There was talk yesterday the Fed might take rates down yet again later this year. There are two pieces to any Fed move. One is economic, the other psychological.

Economically, even-lower short-term interest rates might help the economy and help the stock market. All those who borrow at ‘one over prime,’ say, would save some a little money as ‘prime’ – currently 4.75% – fell another quarter or half a point. They might spend that extra money on something.

Lower short-term rates would also make stocks relatively more attractive. Even if one hoped for just 5% from a combination of dividends and appreciation – well, 5% looks ever more attractive as your broker pays you, say, 1% on cash balances.

But what would a rate cut say psychologically? That the Fed is worried about the economy? That we are running out of room to cut rates? (The Fed’s ‘Discount Rate,’ at which it lends to banks, is now 1.25%, down from 3.25% a year ago.
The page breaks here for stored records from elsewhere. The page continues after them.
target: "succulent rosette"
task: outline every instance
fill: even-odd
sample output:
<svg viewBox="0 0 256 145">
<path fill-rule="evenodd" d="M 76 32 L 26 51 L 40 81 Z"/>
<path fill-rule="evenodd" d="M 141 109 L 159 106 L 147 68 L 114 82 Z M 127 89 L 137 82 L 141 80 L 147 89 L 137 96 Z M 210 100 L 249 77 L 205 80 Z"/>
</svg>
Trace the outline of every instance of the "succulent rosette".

The ‘Fed Funds’ rate, at which banks lend to each other, is 1.75%, down from 3.75% a year ago.) That it is hard to push on a string? That we are headed toward the Japanese experience, where the government rate fell essentially to zero?

I don’t think we are headed for these kinds of disasters. But it shows you the kind of delicate dance the Fed must do.

(A lot of the problem stems from not having found a way to keep the stock market bubble from ballooning to the size it did. If the NASDAQ was irrationally exuberant at 1250, as Alan Greenspan seemed to think in December, 1996, what was it at 5200 three-and-some years later? I think the Fed made a mistake in not raising the 50% margin requirement – a little-used but venerable Fed lever. Nothing drastic, but a small hike from 50% to 52%, say, or 54%, to send a message . . . and then gradually higher, if needed. It would have been a way of damping down some of Wall Street’s speculative excess without unnecessarily damping down Main Street’s healthy economy.)

There are times when a rate cut is eagerly to be hoped for, an almost sure economic confidence-booster; a shot in the market’s arm. This may or may not be one of them.

Actually, what might be even more welcome is a time the Fed feels the need to tighten a notch. That will be a signal that the Fed, at least, has turned bullish on the economy.